Taraf delilleri toplanmıştır.
Davalı şirkete ait … adlı televizyon kanalının 31.12.2018 tarihli 22:00 – 24:00 saatleri arasındaki yayın kayıtlarını içeren CD’nin RTÜK’ten temin edildiği ve belirtilen tarih ve saat aralığında davacı meslek birliği korumasında bulunan eser kullanımına ilişkin cd dosyaya sunulmuştur.
“…”, …” ve “…” adlı eserlerin davacı … korumasında olduğunu gösteren hak sahipliği ve yetki belgelerinin dosyaya sunulduğu anlaşılmıştır.

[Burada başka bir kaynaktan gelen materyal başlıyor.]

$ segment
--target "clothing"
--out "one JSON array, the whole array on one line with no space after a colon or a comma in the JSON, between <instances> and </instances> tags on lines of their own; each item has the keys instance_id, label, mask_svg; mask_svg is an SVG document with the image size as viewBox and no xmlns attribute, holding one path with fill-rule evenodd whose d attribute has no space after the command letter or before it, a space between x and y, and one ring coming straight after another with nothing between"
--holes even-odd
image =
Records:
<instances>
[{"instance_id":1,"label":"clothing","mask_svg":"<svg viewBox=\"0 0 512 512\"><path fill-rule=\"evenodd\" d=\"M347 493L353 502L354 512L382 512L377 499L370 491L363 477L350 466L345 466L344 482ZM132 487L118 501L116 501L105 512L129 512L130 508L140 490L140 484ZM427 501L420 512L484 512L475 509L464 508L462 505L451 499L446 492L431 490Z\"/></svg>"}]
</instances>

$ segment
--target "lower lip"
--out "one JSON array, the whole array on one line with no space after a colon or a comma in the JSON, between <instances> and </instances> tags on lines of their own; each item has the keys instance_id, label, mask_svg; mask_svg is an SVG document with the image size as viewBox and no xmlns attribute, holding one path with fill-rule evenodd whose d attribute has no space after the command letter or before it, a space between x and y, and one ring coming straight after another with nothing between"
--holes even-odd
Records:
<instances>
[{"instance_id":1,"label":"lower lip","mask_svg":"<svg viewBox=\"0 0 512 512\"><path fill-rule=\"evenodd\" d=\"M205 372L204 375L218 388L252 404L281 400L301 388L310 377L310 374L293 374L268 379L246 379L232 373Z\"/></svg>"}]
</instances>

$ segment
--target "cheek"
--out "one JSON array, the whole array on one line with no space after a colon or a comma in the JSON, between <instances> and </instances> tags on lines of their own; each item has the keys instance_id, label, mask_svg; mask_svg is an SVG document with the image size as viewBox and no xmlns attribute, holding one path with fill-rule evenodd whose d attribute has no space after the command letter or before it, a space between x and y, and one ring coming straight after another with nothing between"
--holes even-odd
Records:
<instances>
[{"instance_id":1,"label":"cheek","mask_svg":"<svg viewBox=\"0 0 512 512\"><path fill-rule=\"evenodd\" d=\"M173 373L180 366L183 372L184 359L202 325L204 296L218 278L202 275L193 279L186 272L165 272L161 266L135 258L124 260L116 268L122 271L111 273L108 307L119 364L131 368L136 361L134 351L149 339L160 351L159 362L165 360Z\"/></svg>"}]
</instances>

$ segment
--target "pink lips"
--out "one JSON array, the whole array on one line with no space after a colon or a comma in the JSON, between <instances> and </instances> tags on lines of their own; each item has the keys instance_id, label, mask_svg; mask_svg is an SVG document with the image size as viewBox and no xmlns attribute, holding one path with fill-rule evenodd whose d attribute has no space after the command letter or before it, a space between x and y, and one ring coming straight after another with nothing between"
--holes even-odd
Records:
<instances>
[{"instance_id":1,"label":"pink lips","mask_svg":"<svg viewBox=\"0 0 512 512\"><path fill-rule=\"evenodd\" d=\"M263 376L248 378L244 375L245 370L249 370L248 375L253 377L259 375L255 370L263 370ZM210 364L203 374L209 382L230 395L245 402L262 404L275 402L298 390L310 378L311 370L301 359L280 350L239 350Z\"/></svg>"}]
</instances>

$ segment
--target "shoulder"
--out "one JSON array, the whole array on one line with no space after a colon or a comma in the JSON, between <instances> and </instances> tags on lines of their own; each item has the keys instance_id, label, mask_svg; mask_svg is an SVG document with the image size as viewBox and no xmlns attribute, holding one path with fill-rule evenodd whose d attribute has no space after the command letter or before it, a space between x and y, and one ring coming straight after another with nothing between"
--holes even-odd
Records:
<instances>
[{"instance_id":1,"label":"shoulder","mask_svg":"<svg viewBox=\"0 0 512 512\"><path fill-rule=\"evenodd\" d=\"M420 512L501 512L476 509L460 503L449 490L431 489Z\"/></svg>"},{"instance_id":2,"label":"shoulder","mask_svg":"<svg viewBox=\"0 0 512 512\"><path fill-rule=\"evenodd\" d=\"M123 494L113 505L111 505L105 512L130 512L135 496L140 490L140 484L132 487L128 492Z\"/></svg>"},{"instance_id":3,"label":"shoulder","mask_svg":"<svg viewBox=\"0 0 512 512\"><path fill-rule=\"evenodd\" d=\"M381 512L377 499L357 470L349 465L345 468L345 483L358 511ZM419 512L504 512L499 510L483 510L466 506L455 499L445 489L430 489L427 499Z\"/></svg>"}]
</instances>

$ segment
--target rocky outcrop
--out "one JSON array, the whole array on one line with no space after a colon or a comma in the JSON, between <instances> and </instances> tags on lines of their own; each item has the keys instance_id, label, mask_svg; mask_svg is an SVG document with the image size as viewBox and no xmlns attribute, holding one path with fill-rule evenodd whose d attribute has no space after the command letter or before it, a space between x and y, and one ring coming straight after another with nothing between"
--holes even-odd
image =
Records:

2012 yılı ve önceki yılları kapsayan sulh protokolü dosyaya sunulmuştur. Protokolün konusunun 2012(dahil) ve önceki yılları kapsayan lisans bedellerinin …’a ödenmesi ve bu ödemeye ilişkin olarak da TARAFLAR arasında 2012 ve önceki yıllara ilişkin doğmuş ve devam eden ceza ve hukuk davaları dahil olmak üzere yargıya yansımış ihtilafların sona erdirilerek tasfiye edilmesi ile Protokolde belirtilen usul ve şartlar çerçevesinde doğan lisans bedelinin …’a ödenerek tasfiye edilmesi olduğu anlaşılmıştır.
Taraflar arasındaki 2013-2014 yıllarını kapsayan Lisans Sözleşmesi dosyaya sunulmuştur.

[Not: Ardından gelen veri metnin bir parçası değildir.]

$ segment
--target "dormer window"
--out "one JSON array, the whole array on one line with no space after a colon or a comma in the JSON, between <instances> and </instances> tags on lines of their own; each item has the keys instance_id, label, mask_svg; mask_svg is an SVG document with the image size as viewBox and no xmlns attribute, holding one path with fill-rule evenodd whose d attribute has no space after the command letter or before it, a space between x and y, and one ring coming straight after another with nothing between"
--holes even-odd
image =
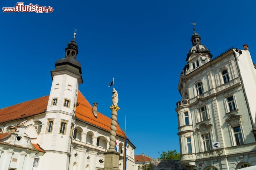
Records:
<instances>
[{"instance_id":1,"label":"dormer window","mask_svg":"<svg viewBox=\"0 0 256 170\"><path fill-rule=\"evenodd\" d=\"M195 87L197 95L200 95L203 93L203 84L202 82L197 83Z\"/></svg>"}]
</instances>

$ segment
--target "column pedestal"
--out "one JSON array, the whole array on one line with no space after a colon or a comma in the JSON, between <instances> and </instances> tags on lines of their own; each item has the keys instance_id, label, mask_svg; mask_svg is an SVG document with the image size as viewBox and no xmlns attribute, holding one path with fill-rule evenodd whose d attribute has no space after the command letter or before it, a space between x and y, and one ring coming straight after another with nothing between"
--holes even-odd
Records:
<instances>
[{"instance_id":1,"label":"column pedestal","mask_svg":"<svg viewBox=\"0 0 256 170\"><path fill-rule=\"evenodd\" d=\"M104 152L105 159L104 170L118 170L119 169L119 155L115 151Z\"/></svg>"}]
</instances>

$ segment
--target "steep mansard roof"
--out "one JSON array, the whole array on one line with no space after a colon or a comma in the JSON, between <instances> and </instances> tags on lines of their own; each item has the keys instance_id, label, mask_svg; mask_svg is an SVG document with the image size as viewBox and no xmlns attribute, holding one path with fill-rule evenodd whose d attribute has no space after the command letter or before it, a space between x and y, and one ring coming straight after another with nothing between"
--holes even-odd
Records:
<instances>
[{"instance_id":1,"label":"steep mansard roof","mask_svg":"<svg viewBox=\"0 0 256 170\"><path fill-rule=\"evenodd\" d=\"M25 102L0 109L0 123L34 116L46 111L49 96ZM110 131L111 119L98 112L95 118L92 113L92 107L79 91L75 115L78 119L96 126L102 129ZM117 126L116 134L123 137L124 133L119 125Z\"/></svg>"},{"instance_id":2,"label":"steep mansard roof","mask_svg":"<svg viewBox=\"0 0 256 170\"><path fill-rule=\"evenodd\" d=\"M0 134L0 144L7 145L10 146L17 147L23 149L27 149L30 150L37 151L41 152L45 152L44 150L42 149L37 143L32 143L32 145L33 147L34 147L34 148L32 148L30 147L26 147L21 145L18 145L17 144L12 144L9 143L5 142L5 140L9 138L11 136L12 134L12 132L7 132Z\"/></svg>"},{"instance_id":3,"label":"steep mansard roof","mask_svg":"<svg viewBox=\"0 0 256 170\"><path fill-rule=\"evenodd\" d=\"M134 155L135 162L150 162L152 160L152 158L144 155Z\"/></svg>"}]
</instances>

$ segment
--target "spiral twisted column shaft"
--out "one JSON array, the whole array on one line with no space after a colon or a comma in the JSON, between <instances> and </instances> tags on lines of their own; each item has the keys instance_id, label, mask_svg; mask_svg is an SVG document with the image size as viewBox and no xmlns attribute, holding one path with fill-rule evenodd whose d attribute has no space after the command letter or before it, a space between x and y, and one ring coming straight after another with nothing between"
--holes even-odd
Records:
<instances>
[{"instance_id":1,"label":"spiral twisted column shaft","mask_svg":"<svg viewBox=\"0 0 256 170\"><path fill-rule=\"evenodd\" d=\"M117 106L112 105L110 106L112 110L111 113L111 125L110 126L110 147L108 152L116 151L116 126L117 125L117 111L120 108Z\"/></svg>"}]
</instances>

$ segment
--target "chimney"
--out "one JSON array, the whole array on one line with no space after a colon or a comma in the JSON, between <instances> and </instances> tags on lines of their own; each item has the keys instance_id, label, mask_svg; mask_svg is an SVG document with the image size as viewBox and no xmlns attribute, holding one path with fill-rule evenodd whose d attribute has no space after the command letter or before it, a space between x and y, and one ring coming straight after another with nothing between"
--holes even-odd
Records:
<instances>
[{"instance_id":1,"label":"chimney","mask_svg":"<svg viewBox=\"0 0 256 170\"><path fill-rule=\"evenodd\" d=\"M249 50L249 46L248 46L247 44L246 44L244 45L243 45L243 47L244 47L244 49L245 50Z\"/></svg>"},{"instance_id":2,"label":"chimney","mask_svg":"<svg viewBox=\"0 0 256 170\"><path fill-rule=\"evenodd\" d=\"M96 118L97 118L97 106L98 103L94 103L94 106L92 107L92 113Z\"/></svg>"}]
</instances>

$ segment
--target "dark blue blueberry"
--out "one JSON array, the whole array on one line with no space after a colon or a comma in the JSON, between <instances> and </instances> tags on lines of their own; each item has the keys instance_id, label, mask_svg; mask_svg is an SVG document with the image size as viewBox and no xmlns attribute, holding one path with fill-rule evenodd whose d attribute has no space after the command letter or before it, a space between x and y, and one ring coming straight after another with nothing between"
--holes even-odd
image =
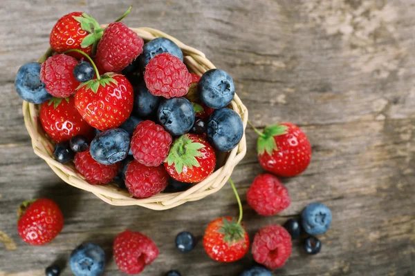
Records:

Davalı tarafça dava dilekçesinde yer alan ve 31.12.2018 tarihli RTÜK kaydına göre yayınlandığı tespit edilen müzik eserleri ile ilgili eser sahibi ve icracı sanatçılardan alınmış yetki belgelerisunulmuştur.
Emsal sözleşme örnekleri dosyada yer almaktadır.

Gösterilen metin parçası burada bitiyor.